G.Ri et les histoires à suites

S’il m’est difficile de dater la première histoire de G.Ri dans Les Belles Images, n’ayant pas encore pu retrouver les premiers numéros, il semble que la dernière ait été « Les Esprits Justiciers », parue, en 18 vignettes, dans le No.1253 du 20 septembre 1928.
En ce qui concerne les histoires à suites, la dernière à paraître sous sa signature a probablement été donnée à un autre journal ; il s’agirait de « Le Tour du monde en tri-porteur », parue dans L’Aventure, périodique publié par Fayard de juin 1927 à mars 1929.

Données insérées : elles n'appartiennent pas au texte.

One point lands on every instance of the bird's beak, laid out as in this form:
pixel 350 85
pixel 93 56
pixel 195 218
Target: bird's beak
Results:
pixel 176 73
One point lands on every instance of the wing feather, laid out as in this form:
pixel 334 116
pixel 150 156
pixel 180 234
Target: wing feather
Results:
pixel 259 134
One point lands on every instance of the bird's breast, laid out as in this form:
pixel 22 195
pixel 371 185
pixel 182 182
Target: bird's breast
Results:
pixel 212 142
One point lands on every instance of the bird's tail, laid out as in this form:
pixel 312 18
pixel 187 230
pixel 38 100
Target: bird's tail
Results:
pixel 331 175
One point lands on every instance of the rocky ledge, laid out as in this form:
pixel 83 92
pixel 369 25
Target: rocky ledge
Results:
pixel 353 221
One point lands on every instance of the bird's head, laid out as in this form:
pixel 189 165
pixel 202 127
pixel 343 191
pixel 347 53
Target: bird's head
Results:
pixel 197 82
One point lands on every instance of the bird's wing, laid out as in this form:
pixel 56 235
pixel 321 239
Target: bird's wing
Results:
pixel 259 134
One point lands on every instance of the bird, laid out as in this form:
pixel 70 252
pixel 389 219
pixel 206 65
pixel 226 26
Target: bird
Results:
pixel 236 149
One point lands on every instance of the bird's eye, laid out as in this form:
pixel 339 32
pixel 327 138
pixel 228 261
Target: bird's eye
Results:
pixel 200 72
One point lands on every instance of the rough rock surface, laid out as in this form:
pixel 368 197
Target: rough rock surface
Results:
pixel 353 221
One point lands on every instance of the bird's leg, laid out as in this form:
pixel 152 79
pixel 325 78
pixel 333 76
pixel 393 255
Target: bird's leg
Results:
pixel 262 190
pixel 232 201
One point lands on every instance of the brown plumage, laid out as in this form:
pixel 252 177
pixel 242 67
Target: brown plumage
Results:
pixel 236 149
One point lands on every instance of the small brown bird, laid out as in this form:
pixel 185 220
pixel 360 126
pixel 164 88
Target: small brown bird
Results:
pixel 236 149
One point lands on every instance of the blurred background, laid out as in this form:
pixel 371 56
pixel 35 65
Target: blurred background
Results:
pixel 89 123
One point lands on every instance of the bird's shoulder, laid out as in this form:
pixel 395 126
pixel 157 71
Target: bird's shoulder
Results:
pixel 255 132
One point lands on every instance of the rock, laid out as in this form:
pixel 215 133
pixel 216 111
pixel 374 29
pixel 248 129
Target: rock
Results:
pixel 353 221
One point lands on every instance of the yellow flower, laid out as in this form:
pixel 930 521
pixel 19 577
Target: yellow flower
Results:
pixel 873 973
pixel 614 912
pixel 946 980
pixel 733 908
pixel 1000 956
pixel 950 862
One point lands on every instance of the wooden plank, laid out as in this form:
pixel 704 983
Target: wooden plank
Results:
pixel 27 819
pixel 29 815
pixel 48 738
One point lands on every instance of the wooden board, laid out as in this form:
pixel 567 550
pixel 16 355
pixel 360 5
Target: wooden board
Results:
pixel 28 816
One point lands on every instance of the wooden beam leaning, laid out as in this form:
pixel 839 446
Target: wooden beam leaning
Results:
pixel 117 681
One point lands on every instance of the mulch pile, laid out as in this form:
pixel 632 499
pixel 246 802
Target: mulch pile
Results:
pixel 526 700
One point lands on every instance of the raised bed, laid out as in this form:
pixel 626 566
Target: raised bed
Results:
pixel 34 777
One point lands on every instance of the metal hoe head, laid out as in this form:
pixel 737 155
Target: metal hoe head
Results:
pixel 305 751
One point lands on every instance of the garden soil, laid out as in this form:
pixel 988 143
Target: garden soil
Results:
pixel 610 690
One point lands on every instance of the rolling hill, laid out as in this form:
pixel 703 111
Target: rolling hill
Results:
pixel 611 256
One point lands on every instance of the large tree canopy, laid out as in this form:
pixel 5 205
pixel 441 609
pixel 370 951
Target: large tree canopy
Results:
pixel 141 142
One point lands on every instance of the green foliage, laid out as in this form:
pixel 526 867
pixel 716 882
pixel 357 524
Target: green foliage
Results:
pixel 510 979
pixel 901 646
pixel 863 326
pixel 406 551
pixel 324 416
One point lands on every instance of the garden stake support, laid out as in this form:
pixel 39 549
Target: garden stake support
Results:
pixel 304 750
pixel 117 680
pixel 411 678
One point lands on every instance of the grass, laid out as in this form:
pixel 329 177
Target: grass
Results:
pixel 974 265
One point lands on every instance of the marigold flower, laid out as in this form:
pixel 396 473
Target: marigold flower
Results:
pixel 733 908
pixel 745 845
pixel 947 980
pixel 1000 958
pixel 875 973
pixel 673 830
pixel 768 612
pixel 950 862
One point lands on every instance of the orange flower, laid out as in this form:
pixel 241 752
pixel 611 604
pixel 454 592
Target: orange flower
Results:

Voici les dix-huit histoires à suites qui se sont succédé dans Les Belles Images de 1905 à 1915, dans l’ordre chronologique :
- « Mythologie amusante », du No.33 au No.37 ;
- « L’Héritage de la famille Cassonade », du No.44 au No.52 ;
- « La Pilule hilarante », du No.61 au No.65 ;
- « Vacances féeriques », du No.72 au No.77 ;
- « Aventures merveilleuses », du No.85 au No.93 ;
- « Histoire fantastique du Roi Bobine XIX », du No.105 au No.114 ;
- « Au fond de la mer », du No.119 au No.128 ;
- « Dans l’infini », du No.140 au No.150 ;
- « Au royaume des jouets », du No.162 au No.171 ;
- « Dans les entrailles de la Terre », du No.178 au No.188 ;
- « Au pays des Rajahs », du No.204 au No.213 ;
- « Au pôle Nord », du No.220 au No.236 ;
- « Ce rêveur d’Oniséphore », du No.254 au No.263 ;
- « Etranges Aventures d’un Parisien en Chine », du No.340 au No.349 ;
- « Au pays de l’ogre Bouftout et de la fée Cocasse », du No.368 au No.377 ;
- « Le Savant Diplodocus à travers les siècles », du No.432 au No.442 ;
- « Le Tour du monde en Hydroaéroplane », du No.488 au No.499 ;
- « Dans La Planète Mars », du No.540 au No. 551 (août 1914 - mars 1915).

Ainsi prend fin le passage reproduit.